Speaker
Description
Strong gravitational lensing has become one of the most important tools for investigating the nature of dark matter (DM). With a technique called gravitational imaging, the number and mass of dark matter subhaloes can be measured in strong lenses, constraining the underlying DM model.
Gravitational imaging however is an expensive method and requires adaptation in astronomy's current "big data" era. This is due to a stage of the analysis called sensitivity mapping. Here, the observation is analysed to find the smallest detectable subhalo in each pixel. This information can be used to turn a set of subhalo detections and non-detections into an inference on the dark matter model.
In this talk, we cover our previously introduced machine learning method for estimating sensitivity and its results. For example, we produced tens of thousands of sensitivity maps for simulated Euclid strong lenses (1). Our method was able to detect substructures with mass $M>10^{8.8}M_\odot$. This allowed us to forecast the number of substructure detections available in Euclid, that is, $\sim 2500$ in a cold dark matter universe.
More recently, we used the method to examine a critical systematic in substructure detection, the angular structure of the lens galaxy (2). We used an ensemble of models trained with different amounts of lens galaxy angular complexity in the training data, based on realistic HST strong lens images. We found that small perturbations beyond elliptical symmetry, typical in elliptical galaxy isophotes, were highly degenerate with dark matter substructure.
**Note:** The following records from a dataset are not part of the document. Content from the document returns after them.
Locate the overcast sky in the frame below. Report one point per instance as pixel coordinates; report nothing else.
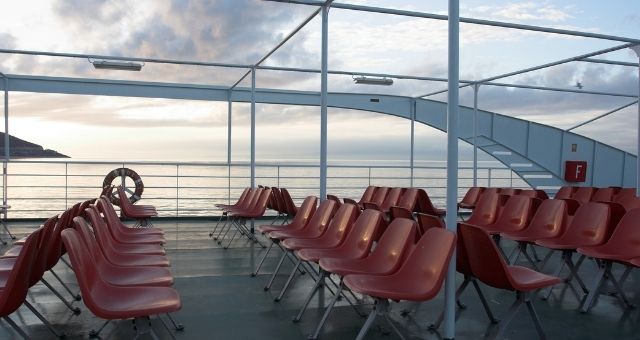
(242, 31)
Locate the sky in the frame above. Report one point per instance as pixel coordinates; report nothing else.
(242, 31)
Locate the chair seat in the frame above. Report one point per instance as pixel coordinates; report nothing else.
(314, 255)
(525, 279)
(390, 287)
(132, 302)
(605, 252)
(343, 267)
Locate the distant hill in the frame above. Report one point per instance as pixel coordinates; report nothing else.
(22, 149)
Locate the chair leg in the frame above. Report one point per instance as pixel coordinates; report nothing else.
(515, 307)
(327, 311)
(534, 317)
(16, 327)
(485, 304)
(75, 296)
(600, 279)
(75, 310)
(286, 284)
(264, 257)
(367, 324)
(95, 334)
(275, 272)
(320, 282)
(44, 320)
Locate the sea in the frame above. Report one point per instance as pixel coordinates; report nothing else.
(39, 188)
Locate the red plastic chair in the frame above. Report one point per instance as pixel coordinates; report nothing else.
(583, 194)
(115, 257)
(490, 267)
(316, 227)
(621, 246)
(306, 210)
(391, 199)
(419, 278)
(356, 245)
(470, 198)
(113, 302)
(107, 209)
(548, 222)
(425, 206)
(333, 236)
(16, 283)
(591, 226)
(385, 259)
(121, 275)
(106, 238)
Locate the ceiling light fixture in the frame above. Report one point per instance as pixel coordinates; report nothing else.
(116, 65)
(373, 80)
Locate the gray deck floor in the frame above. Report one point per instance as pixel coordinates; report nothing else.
(220, 300)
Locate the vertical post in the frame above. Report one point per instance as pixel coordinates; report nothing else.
(6, 142)
(452, 162)
(476, 87)
(413, 123)
(229, 117)
(323, 102)
(636, 49)
(253, 127)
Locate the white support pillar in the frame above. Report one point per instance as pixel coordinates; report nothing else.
(229, 117)
(253, 127)
(452, 163)
(476, 87)
(413, 124)
(636, 49)
(323, 102)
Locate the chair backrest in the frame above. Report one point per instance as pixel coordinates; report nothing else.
(334, 198)
(583, 194)
(626, 235)
(427, 263)
(425, 205)
(550, 219)
(288, 201)
(509, 191)
(16, 285)
(409, 199)
(391, 199)
(306, 210)
(590, 225)
(517, 212)
(484, 257)
(486, 209)
(472, 195)
(367, 195)
(320, 219)
(340, 225)
(394, 245)
(628, 201)
(379, 195)
(603, 195)
(564, 192)
(40, 263)
(364, 231)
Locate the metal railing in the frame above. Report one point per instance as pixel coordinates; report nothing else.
(39, 188)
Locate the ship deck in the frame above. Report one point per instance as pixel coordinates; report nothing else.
(220, 300)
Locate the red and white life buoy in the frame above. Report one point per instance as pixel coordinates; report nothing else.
(123, 173)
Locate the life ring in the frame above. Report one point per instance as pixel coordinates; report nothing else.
(122, 173)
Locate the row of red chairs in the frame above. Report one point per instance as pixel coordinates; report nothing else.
(328, 234)
(601, 230)
(117, 277)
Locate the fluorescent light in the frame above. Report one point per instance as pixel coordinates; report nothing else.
(373, 80)
(116, 65)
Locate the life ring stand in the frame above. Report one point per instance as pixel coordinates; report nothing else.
(123, 173)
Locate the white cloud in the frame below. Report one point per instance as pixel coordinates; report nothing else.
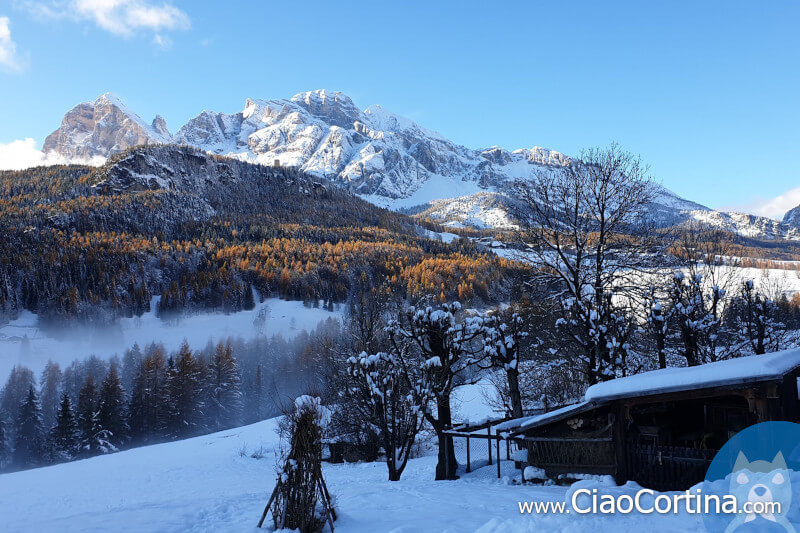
(120, 17)
(773, 207)
(9, 58)
(20, 154)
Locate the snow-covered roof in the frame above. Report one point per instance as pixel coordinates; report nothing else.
(723, 373)
(521, 424)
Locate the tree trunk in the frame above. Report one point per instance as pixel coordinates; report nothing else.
(446, 465)
(515, 397)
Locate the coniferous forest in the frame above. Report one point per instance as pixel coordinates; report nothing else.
(94, 244)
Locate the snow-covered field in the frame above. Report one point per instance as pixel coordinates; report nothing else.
(205, 484)
(23, 342)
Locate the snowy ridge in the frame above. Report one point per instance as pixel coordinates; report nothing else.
(383, 157)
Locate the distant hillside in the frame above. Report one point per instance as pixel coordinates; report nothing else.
(203, 231)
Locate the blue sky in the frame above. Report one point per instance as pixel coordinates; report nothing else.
(706, 92)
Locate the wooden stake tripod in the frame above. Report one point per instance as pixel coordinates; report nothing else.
(325, 497)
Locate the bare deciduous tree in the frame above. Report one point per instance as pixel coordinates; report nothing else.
(587, 227)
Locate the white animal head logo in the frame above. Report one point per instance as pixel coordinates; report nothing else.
(766, 486)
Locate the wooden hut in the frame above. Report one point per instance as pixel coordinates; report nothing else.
(661, 428)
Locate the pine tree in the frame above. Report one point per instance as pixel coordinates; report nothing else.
(93, 437)
(131, 363)
(64, 435)
(147, 410)
(224, 395)
(50, 392)
(14, 392)
(185, 387)
(255, 399)
(28, 447)
(111, 408)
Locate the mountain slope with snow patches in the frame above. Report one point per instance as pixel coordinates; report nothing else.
(387, 159)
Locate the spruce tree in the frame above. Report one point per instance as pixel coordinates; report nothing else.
(255, 398)
(50, 392)
(147, 409)
(14, 392)
(64, 435)
(87, 416)
(185, 387)
(28, 446)
(5, 449)
(111, 408)
(224, 398)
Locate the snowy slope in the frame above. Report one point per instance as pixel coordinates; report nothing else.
(204, 484)
(387, 159)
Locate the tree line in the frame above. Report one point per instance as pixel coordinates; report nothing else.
(148, 396)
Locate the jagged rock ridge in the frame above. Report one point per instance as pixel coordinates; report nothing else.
(385, 158)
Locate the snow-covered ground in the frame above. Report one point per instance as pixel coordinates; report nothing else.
(207, 484)
(23, 342)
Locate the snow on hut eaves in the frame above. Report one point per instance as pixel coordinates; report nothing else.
(766, 367)
(753, 368)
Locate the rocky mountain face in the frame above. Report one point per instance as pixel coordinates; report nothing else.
(103, 127)
(386, 159)
(792, 217)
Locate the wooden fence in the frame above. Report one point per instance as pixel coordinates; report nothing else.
(667, 467)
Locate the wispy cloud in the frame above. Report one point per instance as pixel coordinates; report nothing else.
(23, 153)
(9, 57)
(772, 207)
(124, 18)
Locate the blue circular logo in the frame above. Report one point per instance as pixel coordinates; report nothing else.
(753, 483)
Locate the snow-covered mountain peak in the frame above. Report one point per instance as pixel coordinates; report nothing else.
(386, 158)
(103, 127)
(334, 107)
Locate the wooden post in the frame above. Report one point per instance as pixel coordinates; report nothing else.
(620, 442)
(498, 456)
(489, 443)
(266, 509)
(469, 466)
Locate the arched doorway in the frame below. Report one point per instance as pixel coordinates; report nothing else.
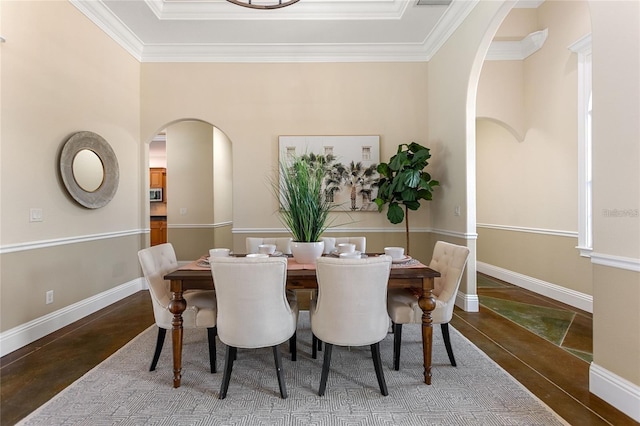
(197, 195)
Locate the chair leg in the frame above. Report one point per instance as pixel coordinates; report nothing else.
(278, 360)
(328, 347)
(293, 347)
(397, 340)
(314, 346)
(159, 342)
(447, 342)
(211, 334)
(377, 364)
(228, 366)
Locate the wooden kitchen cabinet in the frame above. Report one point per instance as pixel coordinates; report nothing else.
(158, 232)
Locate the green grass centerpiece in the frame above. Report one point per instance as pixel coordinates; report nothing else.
(304, 208)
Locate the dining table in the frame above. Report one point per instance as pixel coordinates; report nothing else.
(197, 276)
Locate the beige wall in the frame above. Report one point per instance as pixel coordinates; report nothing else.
(616, 177)
(533, 180)
(199, 182)
(255, 103)
(60, 75)
(222, 178)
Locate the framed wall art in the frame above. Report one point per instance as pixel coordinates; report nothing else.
(351, 180)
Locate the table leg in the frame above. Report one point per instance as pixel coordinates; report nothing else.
(427, 303)
(177, 305)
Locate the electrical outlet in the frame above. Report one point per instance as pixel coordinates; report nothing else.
(35, 215)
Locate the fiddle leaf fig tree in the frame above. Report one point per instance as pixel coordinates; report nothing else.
(403, 181)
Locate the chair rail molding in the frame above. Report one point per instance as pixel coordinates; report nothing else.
(33, 245)
(33, 330)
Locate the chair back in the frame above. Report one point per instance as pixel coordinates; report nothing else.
(156, 262)
(253, 310)
(351, 306)
(331, 243)
(450, 260)
(283, 244)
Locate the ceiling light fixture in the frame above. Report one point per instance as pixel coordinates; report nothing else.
(264, 4)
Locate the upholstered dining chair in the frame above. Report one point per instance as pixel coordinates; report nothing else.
(402, 304)
(254, 310)
(156, 262)
(350, 309)
(331, 243)
(283, 244)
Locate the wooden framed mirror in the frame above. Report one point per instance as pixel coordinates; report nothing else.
(89, 169)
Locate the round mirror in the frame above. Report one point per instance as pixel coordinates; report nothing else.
(88, 170)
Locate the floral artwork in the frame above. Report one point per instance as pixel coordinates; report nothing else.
(350, 162)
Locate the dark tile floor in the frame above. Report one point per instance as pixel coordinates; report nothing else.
(550, 363)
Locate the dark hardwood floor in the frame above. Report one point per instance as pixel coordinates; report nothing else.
(34, 374)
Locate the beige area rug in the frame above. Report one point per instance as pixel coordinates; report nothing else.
(121, 390)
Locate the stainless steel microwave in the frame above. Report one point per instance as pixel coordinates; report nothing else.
(155, 195)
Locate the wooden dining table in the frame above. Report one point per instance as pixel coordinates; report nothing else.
(301, 276)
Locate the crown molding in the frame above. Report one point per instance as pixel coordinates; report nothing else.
(517, 50)
(102, 16)
(98, 13)
(448, 23)
(304, 10)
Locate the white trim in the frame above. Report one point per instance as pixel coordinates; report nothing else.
(108, 22)
(619, 262)
(33, 245)
(615, 390)
(467, 302)
(517, 50)
(305, 10)
(582, 48)
(346, 230)
(33, 330)
(555, 232)
(570, 297)
(423, 51)
(455, 234)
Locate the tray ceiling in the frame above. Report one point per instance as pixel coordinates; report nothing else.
(308, 31)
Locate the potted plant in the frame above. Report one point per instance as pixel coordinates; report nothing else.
(304, 207)
(404, 181)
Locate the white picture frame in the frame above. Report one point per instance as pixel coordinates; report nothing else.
(352, 184)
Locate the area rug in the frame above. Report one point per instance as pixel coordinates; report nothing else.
(121, 390)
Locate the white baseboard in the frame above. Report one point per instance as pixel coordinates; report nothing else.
(467, 302)
(619, 392)
(561, 294)
(31, 331)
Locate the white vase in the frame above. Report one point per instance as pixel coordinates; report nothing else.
(307, 252)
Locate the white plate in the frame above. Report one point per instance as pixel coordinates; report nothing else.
(335, 253)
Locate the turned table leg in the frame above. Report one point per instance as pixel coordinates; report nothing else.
(177, 305)
(427, 303)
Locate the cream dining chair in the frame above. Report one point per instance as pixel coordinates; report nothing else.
(350, 309)
(156, 262)
(402, 304)
(331, 243)
(254, 310)
(283, 244)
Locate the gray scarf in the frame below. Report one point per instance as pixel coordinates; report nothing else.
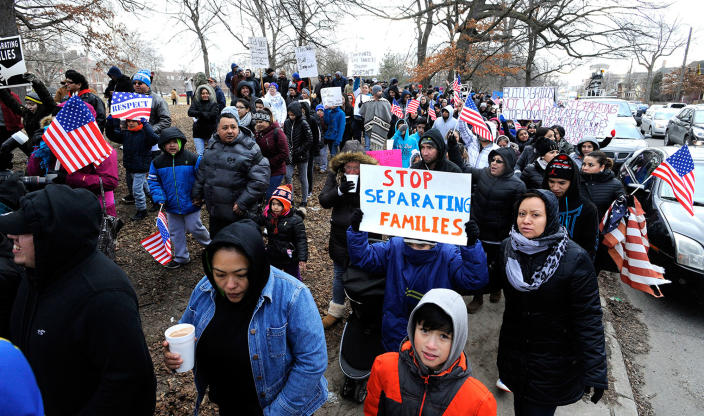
(557, 241)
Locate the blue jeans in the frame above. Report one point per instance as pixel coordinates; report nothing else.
(140, 190)
(200, 145)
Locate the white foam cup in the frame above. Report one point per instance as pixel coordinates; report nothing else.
(354, 179)
(183, 345)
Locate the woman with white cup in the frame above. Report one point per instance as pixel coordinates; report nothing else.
(260, 346)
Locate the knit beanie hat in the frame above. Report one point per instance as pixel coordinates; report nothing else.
(143, 76)
(283, 194)
(560, 168)
(544, 145)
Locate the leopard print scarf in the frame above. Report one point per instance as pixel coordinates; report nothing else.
(557, 241)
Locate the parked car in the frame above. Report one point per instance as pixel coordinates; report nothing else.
(627, 141)
(676, 238)
(687, 127)
(654, 121)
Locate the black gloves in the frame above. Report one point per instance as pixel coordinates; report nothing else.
(472, 229)
(596, 396)
(356, 219)
(345, 187)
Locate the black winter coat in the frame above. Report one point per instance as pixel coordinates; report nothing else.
(76, 315)
(299, 134)
(551, 343)
(232, 173)
(601, 188)
(494, 196)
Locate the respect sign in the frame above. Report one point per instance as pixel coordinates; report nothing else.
(12, 64)
(422, 204)
(259, 54)
(527, 103)
(306, 61)
(362, 64)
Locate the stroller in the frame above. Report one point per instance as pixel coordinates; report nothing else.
(361, 336)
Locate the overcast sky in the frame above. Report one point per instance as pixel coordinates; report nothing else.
(377, 35)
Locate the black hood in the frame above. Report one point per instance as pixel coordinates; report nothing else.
(509, 157)
(169, 134)
(551, 210)
(245, 236)
(65, 223)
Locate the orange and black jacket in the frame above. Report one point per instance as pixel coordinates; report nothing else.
(398, 387)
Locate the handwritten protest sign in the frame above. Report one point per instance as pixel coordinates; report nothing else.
(582, 118)
(306, 62)
(422, 204)
(362, 64)
(12, 64)
(332, 96)
(388, 157)
(259, 54)
(527, 103)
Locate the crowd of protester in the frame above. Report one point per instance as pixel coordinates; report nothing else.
(261, 349)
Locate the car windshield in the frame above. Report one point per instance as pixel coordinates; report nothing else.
(666, 190)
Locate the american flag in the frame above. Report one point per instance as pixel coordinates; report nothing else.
(678, 171)
(626, 236)
(75, 138)
(431, 113)
(412, 106)
(471, 116)
(396, 109)
(130, 106)
(159, 243)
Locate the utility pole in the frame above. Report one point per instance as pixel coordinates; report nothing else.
(680, 90)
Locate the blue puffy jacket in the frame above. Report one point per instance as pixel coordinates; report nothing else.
(411, 273)
(335, 121)
(171, 177)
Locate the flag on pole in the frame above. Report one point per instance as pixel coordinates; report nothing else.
(626, 236)
(75, 138)
(471, 116)
(396, 109)
(678, 171)
(159, 243)
(412, 107)
(431, 113)
(130, 106)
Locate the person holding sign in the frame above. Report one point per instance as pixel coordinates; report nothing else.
(413, 267)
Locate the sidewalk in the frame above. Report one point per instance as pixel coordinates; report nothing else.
(481, 349)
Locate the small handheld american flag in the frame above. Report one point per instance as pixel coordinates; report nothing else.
(74, 137)
(130, 106)
(678, 171)
(159, 243)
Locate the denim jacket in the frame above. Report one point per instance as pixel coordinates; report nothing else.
(287, 346)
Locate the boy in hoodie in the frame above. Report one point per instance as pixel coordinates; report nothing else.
(431, 373)
(171, 178)
(287, 244)
(137, 141)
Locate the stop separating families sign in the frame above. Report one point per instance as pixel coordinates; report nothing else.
(422, 204)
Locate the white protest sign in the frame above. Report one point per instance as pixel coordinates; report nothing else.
(332, 97)
(362, 64)
(582, 118)
(423, 204)
(12, 64)
(258, 52)
(306, 62)
(527, 103)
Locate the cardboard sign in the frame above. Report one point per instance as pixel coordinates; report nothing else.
(422, 204)
(259, 54)
(527, 103)
(306, 62)
(388, 157)
(332, 97)
(12, 64)
(362, 64)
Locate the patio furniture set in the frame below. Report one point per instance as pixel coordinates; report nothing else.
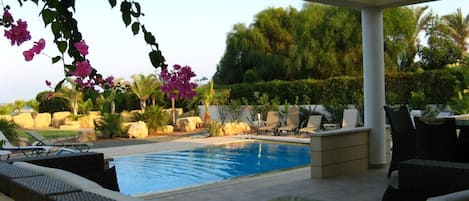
(293, 125)
(67, 177)
(429, 159)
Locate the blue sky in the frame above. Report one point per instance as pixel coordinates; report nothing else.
(188, 32)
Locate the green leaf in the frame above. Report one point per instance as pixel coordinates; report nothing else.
(149, 38)
(135, 27)
(126, 18)
(48, 16)
(155, 58)
(62, 45)
(113, 3)
(56, 59)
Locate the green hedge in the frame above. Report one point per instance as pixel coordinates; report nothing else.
(438, 87)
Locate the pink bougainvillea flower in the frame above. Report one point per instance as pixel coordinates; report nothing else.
(18, 33)
(39, 46)
(28, 55)
(83, 69)
(36, 49)
(7, 18)
(82, 47)
(48, 83)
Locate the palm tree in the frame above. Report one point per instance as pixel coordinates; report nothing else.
(143, 86)
(458, 26)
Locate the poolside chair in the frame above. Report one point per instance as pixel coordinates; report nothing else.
(293, 121)
(42, 141)
(314, 124)
(350, 118)
(403, 135)
(272, 123)
(26, 150)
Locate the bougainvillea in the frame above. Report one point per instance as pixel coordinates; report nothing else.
(177, 83)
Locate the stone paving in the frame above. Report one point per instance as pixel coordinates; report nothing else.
(365, 186)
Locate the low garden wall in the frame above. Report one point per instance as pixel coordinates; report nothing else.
(342, 151)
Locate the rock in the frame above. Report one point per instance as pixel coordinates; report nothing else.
(58, 118)
(235, 128)
(166, 129)
(42, 120)
(138, 130)
(24, 120)
(86, 135)
(6, 117)
(188, 124)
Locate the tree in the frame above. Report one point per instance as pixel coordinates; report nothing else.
(441, 49)
(72, 95)
(59, 16)
(143, 86)
(458, 26)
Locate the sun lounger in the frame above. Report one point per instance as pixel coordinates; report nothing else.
(293, 120)
(41, 140)
(26, 150)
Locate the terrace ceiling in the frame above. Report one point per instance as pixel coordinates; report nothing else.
(359, 4)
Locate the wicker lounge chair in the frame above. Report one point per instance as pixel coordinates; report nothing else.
(403, 135)
(293, 120)
(42, 141)
(314, 124)
(26, 150)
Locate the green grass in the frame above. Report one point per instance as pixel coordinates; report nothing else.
(49, 134)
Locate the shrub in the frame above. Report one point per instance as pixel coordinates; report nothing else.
(155, 118)
(109, 125)
(8, 129)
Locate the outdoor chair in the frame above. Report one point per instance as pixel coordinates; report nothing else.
(314, 124)
(292, 122)
(272, 123)
(403, 135)
(42, 141)
(350, 118)
(436, 139)
(26, 150)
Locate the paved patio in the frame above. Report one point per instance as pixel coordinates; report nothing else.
(365, 186)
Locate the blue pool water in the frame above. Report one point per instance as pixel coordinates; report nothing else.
(156, 172)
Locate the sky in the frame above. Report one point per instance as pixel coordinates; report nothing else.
(189, 33)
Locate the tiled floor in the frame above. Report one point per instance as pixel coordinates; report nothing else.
(365, 186)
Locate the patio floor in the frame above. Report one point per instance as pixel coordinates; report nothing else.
(365, 186)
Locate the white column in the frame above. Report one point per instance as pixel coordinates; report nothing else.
(373, 69)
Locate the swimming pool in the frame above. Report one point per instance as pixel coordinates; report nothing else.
(157, 172)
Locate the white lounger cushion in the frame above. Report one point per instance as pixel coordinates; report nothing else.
(456, 196)
(76, 181)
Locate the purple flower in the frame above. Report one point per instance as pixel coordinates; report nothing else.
(82, 47)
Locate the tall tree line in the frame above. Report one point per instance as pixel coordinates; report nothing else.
(321, 41)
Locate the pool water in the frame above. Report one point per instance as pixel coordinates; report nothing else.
(157, 172)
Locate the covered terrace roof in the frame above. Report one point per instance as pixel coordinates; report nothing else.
(359, 4)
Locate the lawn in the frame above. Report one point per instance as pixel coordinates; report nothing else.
(48, 133)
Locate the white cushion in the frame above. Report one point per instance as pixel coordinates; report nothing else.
(61, 175)
(112, 194)
(456, 196)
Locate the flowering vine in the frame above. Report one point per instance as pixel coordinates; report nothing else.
(58, 15)
(177, 84)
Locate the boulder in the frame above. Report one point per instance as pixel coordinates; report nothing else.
(24, 120)
(42, 120)
(58, 118)
(6, 117)
(86, 135)
(188, 124)
(235, 128)
(138, 130)
(166, 129)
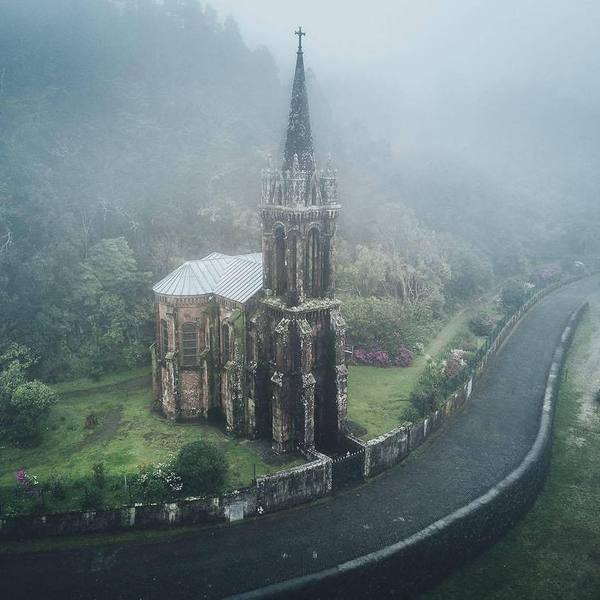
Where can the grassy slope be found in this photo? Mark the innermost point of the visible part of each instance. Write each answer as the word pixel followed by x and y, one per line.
pixel 128 434
pixel 555 551
pixel 377 397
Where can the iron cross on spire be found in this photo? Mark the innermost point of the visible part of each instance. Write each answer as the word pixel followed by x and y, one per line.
pixel 299 33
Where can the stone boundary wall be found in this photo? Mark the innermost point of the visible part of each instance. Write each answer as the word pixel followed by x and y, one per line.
pixel 272 492
pixel 385 451
pixel 296 486
pixel 269 493
pixel 413 565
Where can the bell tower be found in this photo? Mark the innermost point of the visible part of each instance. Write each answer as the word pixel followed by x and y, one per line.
pixel 302 342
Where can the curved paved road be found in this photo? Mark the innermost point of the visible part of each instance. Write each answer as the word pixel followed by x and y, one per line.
pixel 476 449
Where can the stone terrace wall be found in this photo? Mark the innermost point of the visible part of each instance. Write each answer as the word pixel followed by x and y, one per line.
pixel 383 452
pixel 411 566
pixel 296 486
pixel 300 484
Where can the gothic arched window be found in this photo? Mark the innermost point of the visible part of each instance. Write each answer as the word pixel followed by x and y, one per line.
pixel 312 263
pixel 164 338
pixel 280 272
pixel 189 345
pixel 292 259
pixel 225 343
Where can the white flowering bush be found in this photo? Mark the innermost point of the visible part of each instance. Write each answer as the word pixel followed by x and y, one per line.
pixel 157 482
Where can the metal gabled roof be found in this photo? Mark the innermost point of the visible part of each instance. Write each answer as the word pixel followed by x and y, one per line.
pixel 235 278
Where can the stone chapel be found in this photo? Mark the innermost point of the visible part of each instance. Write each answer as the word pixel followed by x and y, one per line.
pixel 257 340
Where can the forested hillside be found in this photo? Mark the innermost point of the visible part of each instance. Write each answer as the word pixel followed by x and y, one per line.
pixel 132 135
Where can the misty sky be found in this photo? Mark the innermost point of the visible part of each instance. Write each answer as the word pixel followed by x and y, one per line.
pixel 510 87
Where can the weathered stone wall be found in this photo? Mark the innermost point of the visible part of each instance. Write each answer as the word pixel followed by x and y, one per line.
pixel 296 486
pixel 386 450
pixel 274 492
pixel 193 399
pixel 411 566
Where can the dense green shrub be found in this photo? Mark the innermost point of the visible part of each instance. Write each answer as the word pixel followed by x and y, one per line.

The introduction of this complexity to the model reduces the area on the sky where a substructure can be detected by a factor $\sim3$.
In both cases, our work required large numbers of sensitivity maps which would not have been possible without the acceleration of the machine learning method. We finally discuss the application of our method to data from ground-based (Keck AO) and sky-based (Euclid) telescopes, and other prospects for the future.
References
1. O'Riordan C. M., Despali, G., Vegetti, S., Moliné, Á., Lovell, M., MNRAS (2023)
2. O'Riordan C. M., Vegetti, S., MNRAS (2023)